A reviravolta de Thanos

Thanos foi morto. Porém uma viagem no tempo trouxe de volta sua versão mais jovem. Essa versão era mais inconsequente, mas não deixava de ser o que Thanos era. Ele sempre alegou que exterminar populações não era uma escolha, mas uma obrigação decorrente de seu sentimento messiânico. No entanto, ao se deparar coma resistência dos Vingadores admitiu que sentiria prazer ao exterminar o planeta terra. Ele consolidou sua tirania. Até surpreendeu, de certa forma, mas, ao contrário de Dany, não teve tanta repercussão negativa.

 

A reviravolta de Daenerys

Daenerys, depois de sua atuação heroica, libertando escravos e ajudando a derrotar o exército dos mortos, decidiu queimar King’s Landing. Ela estava consumida pelo ódio. Em poucos dias perdeu um dragão e dois de seus melhores amigos. Por isso, nem mesmo crianças foram poupadas. A princípio, havia indícios de que Daenerys seria implacável. “Eu sou a filha do Dragão e prometo: aqueles que ferirem vocês morrerão agonizando”. De fato, ela foi tirana com escravagistas. Mas isso não necessariamente significava que mataria inocentes. Arya matava por vingança. Inclusive, serviu Walder Frey com a carne dos filhos dele. Nem por isso foi chamada de louca. Portanto, no contexto GoT, não é razoável tratar a punição de merecedores como indício de loucura. A maior diferença entre as duas é que Dany sempre defendeu a tese de que matava por justiça, não vingança.

Reivindicar o trono também não era exclusividade da Rainha Dragão. Stannis se achava o escolhido pelo Senhor da Luz e foi capaz de queimar a própria filha por isso. Ele foi considerado mal, ambicioso, mas não louco. Além disso, há um o paralelo entre Dany e Aegon, o Conquistador, que também se julgava o melhor para dominar Westeros. Ele não era louco e era Targaryen. No fim o argumento plausível para o caso de Dany é o gene da loucura em sua família, que, com tantos traumas, se manifestou. Não adianta os showrunners afirmarem que ela sempre foi louca. Afinal, outros personagens tinham comportamentos parecidos. Isso deveria ter sido melhor trabalhado. Talvez por este motivo a recepção ruim.

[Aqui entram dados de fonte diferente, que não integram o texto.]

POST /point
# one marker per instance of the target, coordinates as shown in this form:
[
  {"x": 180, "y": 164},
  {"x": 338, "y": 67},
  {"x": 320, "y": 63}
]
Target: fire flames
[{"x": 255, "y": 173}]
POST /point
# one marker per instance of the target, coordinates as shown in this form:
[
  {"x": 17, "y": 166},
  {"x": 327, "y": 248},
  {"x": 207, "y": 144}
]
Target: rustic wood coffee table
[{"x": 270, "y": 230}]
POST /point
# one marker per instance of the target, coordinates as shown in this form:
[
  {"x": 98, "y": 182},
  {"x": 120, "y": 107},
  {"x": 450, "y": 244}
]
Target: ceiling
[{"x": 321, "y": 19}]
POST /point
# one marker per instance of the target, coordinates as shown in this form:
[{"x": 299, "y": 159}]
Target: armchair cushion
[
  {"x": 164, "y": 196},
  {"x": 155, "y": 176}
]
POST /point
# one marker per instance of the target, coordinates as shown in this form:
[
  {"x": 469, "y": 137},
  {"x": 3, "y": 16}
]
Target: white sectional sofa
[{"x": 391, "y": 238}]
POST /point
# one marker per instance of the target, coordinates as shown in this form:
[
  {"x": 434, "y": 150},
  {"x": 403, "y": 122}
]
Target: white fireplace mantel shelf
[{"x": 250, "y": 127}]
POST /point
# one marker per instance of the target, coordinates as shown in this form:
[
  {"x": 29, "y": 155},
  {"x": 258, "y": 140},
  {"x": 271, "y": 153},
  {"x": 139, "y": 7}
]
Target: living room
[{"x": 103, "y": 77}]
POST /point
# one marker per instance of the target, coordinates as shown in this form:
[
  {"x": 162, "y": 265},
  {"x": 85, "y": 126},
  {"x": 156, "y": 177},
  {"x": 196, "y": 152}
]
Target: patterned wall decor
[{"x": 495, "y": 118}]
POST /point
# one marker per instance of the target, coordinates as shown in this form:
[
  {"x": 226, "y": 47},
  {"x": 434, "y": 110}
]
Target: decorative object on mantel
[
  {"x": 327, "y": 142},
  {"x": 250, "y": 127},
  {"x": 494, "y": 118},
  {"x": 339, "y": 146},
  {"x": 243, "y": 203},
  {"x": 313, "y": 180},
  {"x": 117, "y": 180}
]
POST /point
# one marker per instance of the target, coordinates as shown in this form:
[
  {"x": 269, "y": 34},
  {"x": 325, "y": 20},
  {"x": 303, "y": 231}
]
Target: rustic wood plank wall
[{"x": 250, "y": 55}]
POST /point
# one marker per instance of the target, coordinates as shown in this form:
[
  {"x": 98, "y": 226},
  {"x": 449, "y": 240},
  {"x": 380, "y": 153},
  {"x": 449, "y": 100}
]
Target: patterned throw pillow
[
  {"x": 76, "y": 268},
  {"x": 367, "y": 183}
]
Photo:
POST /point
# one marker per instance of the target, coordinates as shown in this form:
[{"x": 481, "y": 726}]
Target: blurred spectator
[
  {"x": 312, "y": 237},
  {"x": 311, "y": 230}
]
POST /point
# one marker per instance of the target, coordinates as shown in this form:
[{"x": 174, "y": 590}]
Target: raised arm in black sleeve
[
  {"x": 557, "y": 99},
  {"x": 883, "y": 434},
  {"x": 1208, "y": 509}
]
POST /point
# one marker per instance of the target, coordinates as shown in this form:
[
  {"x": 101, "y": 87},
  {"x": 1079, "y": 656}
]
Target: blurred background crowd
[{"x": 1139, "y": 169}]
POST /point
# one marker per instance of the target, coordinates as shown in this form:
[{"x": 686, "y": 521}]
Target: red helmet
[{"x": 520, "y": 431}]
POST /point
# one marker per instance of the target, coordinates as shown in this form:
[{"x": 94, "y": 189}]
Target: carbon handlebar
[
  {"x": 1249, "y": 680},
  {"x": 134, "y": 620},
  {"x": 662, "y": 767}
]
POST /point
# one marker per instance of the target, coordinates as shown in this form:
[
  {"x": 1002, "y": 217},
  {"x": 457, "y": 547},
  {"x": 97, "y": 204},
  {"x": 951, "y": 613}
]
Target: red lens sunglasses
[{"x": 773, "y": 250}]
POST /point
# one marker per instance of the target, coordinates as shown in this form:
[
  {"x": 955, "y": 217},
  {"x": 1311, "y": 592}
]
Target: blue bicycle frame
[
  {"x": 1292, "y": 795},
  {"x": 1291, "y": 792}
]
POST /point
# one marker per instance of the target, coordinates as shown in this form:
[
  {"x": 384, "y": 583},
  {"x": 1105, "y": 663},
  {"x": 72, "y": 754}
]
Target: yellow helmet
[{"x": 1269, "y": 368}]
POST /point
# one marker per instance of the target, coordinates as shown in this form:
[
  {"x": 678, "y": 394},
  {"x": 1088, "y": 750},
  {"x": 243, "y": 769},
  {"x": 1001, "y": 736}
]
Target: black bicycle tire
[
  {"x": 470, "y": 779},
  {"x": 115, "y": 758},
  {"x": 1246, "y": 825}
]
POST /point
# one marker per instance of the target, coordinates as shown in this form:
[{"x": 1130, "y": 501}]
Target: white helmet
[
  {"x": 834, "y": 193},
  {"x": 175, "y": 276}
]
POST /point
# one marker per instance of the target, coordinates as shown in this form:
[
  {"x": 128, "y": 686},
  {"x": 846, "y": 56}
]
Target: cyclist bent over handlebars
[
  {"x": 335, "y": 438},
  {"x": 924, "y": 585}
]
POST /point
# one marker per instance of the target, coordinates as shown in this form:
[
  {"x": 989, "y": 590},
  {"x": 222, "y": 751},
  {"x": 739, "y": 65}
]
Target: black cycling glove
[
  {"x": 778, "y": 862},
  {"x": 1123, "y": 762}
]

Assim como Thanos, foi a resistência que consolidou sua loucura e tirania. Porém, no caso de Porto Real, houve rendição. Não foi o suficiente para deter sua fúria e seu messianismo se consolidou de vez. Ela era a salvadora, os que não reconheciam isso deveriam ser queimados para novas gerações a reverenciassem.

 

Os loucos também amam

Outro fato comum aos personagens é a capacidade de criar vínculos afetivos. Thanos amava Gamora. Daenerys, por sua vez, amou muitas pessoas: Seu filho, seus dragões, Drogo, Jorah, seus aliados e, por fim, Jon Snow. Entretanto, a relação deles com o amor foi muito diferente, quase oposta. O Titã louco matou sua filha a fim de cumprir seus desígnios. Dany perdeu praticamente todos que amava. Suas perdas desencadearam ódio e sede de vingança, ainda assim, ela não se entendia como vingativa, mas como libertadora. Porém com Jon a história foi diferente. Mesmo sabendo da ameaça que representava, escolheu amá-lo e foi morta por ele.

 

Messianismo | o que há de semelhante entre Daenerys e Thanos

 

Olhando pra realidade é fácil perceber o quanto o messianismo é perigoso. Quando alguém se considera o salvador exclusivo de um povo, em um contexto político e se coloca acima do bem e do mal, é loucura. Quando um povo acredita que alguém é o enviado divino, única possibilidade de salvação e acima de suspeitas, é manipulação. Porém, isso só transpareceu em Daenerys no fim da última temporada. Ela sempre disse que seria justa e quebraria a roda, mas a sua autoconfiança um pouco megalomaníaca a consumiu. Apenas a destruição de Porto Real mostrou, de fato, sua tirania.  Seu discurso seguinte deixou claro que ela se via como salvadora exterminando cidades. Também mostrou que seus exércitos concordavam, pois ela era sua libertadora. Assim como Thanos, que teve o apoio da Ordem Negra até o fim, considerando-o o salvador da vida.

Portanto, fora do contexto religioso, sempre desconfie de argumentos messiânicos. A mínima resistência a um projeto de poder pode revelar a mais cruel tirania.